Hydrostatic Force in swimming pool

In summary, the conversation discusses the calculation of the force on one of the sides of a swimming pool with an inclined bottom and varying depths. The correct set up for the integrals is shown and the error in determining the contact width for the differential area is addressed. The relationship between the contact width and the depth of the pool is determined to be linear.
  • #1
johnhuntsman
76
0
A swimming pool is 20 ft wide and 40 ft long and its bottom is an inclined plane, the shallow end having a depth of 3 ft and the deep end, 9 ft. If the pool is full of water, estimate the force on one of the sides.

They mean one of the trapezoidal sides, not the rectangular ones. Anyway, I've drawn it out and decided it out to be thought of as two plates: one recangular (with dimensions 40ft x 3ft) and one triangular (a right triangle with a height of 6ftand length 40ft).

The positive x-axis is oriented such that it is pointing south.
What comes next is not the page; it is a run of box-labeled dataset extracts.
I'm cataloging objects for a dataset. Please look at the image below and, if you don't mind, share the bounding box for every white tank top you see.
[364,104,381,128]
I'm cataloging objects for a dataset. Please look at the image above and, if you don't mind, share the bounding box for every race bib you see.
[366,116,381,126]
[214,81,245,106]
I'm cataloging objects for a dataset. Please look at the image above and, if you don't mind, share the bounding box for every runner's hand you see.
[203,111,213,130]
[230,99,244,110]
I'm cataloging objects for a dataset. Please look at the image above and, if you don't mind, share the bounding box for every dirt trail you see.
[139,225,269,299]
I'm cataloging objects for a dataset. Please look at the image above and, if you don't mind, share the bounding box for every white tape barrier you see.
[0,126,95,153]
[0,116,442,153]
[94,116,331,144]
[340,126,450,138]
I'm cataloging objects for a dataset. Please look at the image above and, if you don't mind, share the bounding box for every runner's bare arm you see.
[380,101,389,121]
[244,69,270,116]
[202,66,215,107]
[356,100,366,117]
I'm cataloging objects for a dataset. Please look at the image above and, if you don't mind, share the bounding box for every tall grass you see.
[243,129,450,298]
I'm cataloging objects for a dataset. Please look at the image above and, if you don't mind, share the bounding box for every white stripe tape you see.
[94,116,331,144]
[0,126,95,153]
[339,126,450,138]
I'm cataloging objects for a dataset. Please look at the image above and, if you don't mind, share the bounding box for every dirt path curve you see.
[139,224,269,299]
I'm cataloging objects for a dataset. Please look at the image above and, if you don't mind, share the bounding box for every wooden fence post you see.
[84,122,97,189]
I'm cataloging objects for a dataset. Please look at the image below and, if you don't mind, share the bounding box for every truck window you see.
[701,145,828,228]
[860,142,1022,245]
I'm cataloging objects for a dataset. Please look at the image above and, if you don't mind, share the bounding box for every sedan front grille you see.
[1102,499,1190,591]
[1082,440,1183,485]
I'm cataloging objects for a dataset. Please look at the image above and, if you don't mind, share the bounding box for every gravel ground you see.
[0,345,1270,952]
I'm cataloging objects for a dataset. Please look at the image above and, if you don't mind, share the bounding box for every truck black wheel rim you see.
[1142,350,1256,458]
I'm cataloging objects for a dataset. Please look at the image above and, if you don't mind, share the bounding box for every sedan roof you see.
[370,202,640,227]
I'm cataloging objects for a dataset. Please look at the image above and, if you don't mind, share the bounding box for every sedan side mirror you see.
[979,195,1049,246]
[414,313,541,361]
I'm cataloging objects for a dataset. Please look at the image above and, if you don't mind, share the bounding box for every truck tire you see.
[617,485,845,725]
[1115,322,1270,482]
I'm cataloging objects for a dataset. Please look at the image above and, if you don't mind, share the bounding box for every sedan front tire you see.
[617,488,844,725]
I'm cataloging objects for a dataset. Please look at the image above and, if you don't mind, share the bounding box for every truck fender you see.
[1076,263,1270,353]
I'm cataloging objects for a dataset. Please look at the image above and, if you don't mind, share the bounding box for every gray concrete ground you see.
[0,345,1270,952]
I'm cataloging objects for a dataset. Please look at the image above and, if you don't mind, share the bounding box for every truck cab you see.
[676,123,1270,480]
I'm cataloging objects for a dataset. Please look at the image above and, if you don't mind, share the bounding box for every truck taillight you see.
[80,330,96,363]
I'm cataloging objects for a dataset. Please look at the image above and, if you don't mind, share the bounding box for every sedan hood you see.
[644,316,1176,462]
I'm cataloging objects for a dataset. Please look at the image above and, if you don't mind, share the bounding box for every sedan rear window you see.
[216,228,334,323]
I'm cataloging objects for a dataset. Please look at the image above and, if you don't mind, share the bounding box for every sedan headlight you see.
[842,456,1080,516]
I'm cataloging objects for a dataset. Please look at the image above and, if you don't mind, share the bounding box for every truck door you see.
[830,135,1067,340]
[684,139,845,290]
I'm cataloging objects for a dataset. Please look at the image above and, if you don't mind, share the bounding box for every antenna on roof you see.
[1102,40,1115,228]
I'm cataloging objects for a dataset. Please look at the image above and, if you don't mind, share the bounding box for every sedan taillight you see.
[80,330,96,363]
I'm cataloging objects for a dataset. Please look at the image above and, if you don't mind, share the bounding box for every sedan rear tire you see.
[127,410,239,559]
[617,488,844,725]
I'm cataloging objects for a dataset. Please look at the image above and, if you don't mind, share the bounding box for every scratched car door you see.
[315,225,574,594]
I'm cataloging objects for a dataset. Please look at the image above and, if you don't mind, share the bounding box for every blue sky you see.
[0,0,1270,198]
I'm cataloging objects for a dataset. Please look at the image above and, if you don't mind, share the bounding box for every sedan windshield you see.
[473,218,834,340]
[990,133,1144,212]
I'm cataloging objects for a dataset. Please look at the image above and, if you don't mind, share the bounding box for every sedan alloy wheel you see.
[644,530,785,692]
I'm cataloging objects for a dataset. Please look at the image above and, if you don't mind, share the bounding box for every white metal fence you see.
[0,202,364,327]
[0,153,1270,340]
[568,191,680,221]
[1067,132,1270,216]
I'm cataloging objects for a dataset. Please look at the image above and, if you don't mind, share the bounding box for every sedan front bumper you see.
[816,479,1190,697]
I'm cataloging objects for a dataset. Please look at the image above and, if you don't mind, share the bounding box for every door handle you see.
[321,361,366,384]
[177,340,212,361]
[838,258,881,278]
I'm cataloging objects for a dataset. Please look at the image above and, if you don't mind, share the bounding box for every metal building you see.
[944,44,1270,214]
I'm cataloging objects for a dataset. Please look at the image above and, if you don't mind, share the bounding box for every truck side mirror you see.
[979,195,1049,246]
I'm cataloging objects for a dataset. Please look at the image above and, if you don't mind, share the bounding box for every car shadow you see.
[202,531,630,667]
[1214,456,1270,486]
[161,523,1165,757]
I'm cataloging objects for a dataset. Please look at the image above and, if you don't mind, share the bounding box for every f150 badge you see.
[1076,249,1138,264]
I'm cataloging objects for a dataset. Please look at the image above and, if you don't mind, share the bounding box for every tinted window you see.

Using similar triangles I can get the "depth" of the upside down triangular plate to be [itex]3x/20[/itex] in terms of x. Since it is 3ft below the surface (there's still the rectangular plate on top) the "depth" of the triangle to be [itex]3+3x/20[/itex].

I have my integrals set up like so:

[itex]ρg=62.5 lb./ft^2[/itex]

[itex]\int_{0}^{3} 62.5x(40)~dx + \int_{3}^{9} 62.5(3+3x/20)(40)~dx[/itex]

My answer is incorrect. The correct answer is 4.88E4 lbs. Assuming that my integration is correct, how did I mess up the set up to get the wrong answer?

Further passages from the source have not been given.